Graphical models are multivariate statistical models that model the dependence relationship between different variables by means of a graph. The vertices of the graph represent the variables while the edges between the vertices are a code for the dependence or independence between these variables. The variables considered can be continuous (Gaussian) or discrete (multinomial) and the graphs considered to represent the dependence relationship can be directed or undirected. In our research, we will consider four types of graphical models: Gaussian coloured undirected graphs, discrete directed acyclic graphs (abbreviated DAG), discrete undirected graphs and discrete heterogeneous graphs. Each type of graph is best adapted to represent certain data sets. Our research is aimed at selecting a model best representing a given data set, for the purpose of explanation and/or prediction.
Coloured Gaussian undirected models. These are classical graphical models with added equality restrictions on the relationship between given groups of variables. The additional constraints diminish the number of free parameters in our model. While this is a good thing because we have less parameters to estimate, it renders the classical graphical Gaussian methods impossible to apply. Our main aim is to give a new method of Bayesian model selection based on a process called a birth and death process.
DAG discrete models . A notoriously hard task is to do model selection in the space of such models. This task is hard because many graphs can represent the same dependence relationship between variables (we say that such models are Markov equivalent).

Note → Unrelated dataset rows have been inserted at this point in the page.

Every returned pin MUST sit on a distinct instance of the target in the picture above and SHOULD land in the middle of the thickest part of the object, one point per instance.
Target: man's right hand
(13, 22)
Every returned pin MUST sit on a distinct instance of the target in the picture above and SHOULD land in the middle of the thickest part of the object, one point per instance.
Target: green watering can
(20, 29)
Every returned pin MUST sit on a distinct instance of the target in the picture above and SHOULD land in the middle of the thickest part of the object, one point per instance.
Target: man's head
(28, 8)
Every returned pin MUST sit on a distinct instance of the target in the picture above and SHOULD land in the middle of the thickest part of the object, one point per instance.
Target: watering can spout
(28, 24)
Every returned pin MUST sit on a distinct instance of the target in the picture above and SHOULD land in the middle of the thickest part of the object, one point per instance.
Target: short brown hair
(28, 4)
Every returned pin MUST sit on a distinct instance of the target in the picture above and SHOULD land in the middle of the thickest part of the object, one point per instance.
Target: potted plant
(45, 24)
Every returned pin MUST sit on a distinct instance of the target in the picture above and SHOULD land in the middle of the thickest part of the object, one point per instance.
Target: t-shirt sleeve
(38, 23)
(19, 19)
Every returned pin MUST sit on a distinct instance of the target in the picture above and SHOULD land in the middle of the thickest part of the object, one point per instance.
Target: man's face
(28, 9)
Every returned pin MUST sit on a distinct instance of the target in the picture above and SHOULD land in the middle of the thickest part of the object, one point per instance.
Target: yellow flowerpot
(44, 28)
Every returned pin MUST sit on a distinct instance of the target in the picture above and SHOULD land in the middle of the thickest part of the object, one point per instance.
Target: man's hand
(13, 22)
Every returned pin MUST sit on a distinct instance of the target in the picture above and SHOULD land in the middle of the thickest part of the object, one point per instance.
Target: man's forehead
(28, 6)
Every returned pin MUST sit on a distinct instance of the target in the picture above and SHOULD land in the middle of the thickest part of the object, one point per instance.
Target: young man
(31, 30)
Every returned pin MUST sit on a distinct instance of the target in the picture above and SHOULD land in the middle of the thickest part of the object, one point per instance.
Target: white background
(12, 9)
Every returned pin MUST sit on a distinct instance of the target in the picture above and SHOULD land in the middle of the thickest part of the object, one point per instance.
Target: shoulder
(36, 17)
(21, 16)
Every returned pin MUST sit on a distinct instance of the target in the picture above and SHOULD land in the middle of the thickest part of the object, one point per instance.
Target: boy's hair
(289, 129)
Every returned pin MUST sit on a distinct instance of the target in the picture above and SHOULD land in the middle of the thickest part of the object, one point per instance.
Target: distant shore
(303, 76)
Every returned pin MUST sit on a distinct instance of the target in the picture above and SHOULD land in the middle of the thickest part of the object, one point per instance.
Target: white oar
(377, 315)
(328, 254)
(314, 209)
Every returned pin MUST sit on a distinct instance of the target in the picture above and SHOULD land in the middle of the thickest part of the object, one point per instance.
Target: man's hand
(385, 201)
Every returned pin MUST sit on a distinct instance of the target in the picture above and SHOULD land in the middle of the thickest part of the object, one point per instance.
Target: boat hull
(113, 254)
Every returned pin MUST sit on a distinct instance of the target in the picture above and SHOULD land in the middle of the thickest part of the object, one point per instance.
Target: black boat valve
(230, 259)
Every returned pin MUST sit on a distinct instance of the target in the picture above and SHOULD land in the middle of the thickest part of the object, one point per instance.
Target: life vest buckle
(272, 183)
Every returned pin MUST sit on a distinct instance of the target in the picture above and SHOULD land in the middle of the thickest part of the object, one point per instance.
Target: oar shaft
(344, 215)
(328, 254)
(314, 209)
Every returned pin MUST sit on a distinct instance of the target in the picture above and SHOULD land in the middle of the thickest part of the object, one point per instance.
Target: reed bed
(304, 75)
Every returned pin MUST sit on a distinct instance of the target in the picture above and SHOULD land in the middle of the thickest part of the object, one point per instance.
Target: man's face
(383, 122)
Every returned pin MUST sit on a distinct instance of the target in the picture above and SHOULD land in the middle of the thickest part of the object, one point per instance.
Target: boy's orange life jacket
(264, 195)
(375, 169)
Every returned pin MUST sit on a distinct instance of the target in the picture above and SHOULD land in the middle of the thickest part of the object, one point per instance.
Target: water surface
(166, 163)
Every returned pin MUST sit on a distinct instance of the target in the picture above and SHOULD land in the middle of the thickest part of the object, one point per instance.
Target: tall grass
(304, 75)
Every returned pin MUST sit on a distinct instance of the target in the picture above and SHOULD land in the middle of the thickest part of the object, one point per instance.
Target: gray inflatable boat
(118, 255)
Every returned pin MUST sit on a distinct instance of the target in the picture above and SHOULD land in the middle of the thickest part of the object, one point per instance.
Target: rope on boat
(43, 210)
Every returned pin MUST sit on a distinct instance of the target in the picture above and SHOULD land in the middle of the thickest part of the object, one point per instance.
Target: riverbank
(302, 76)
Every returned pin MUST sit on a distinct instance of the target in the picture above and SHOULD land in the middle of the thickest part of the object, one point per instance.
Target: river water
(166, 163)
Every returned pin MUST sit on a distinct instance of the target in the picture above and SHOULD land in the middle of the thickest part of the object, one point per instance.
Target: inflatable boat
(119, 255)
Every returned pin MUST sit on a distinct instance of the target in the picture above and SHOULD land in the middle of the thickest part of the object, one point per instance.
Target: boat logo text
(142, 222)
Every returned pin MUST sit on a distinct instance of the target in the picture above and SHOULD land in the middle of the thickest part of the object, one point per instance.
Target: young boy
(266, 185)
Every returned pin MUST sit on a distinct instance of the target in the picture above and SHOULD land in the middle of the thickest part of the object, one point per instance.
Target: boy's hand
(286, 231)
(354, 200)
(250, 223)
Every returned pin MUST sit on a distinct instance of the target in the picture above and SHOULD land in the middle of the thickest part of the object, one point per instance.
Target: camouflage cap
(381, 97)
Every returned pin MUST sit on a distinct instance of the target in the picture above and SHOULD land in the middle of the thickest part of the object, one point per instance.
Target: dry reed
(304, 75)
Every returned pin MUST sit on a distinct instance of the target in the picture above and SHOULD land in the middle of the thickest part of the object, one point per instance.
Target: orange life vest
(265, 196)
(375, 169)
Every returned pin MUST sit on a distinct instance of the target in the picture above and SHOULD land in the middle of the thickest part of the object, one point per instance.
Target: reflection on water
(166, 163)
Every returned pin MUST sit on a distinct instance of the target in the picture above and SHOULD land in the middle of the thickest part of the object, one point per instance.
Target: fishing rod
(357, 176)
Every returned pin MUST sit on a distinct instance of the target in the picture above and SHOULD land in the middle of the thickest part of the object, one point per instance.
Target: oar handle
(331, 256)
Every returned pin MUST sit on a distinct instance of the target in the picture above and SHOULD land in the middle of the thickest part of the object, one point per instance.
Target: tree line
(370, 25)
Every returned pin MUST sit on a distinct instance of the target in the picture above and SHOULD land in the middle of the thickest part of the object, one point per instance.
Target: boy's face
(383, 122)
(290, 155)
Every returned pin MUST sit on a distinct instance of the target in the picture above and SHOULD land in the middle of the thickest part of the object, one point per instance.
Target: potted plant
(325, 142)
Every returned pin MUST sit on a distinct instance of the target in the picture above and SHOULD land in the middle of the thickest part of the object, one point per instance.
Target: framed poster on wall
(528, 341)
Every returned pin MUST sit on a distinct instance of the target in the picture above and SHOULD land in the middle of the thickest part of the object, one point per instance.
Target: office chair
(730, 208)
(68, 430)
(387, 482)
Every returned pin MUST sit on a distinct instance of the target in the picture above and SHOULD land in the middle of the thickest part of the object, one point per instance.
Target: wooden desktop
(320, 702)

The set of Markov equivalent DAGs can be represented by a graph called an essential graph. Using some recent result of ours, we want to reduce the search to a search in the space of essential graphs.
MTP2 discrete loglinear models . These are log-linear models with positive associations between the variables. We propose to do model selection through maximum likelihood estimation of the parameter of the model.
Discrete heterogeneous models are used to model the dependence relationship between given variables for k different subpopulations. We want to identify the similarities and differences between the k graphs underlying the subpopulations. High-dimensional discrete heterogeneous models have not been studied from a Bayesian perspective. Our radically different approach proposes to use the Parafac factorization of the k tables of probabilities.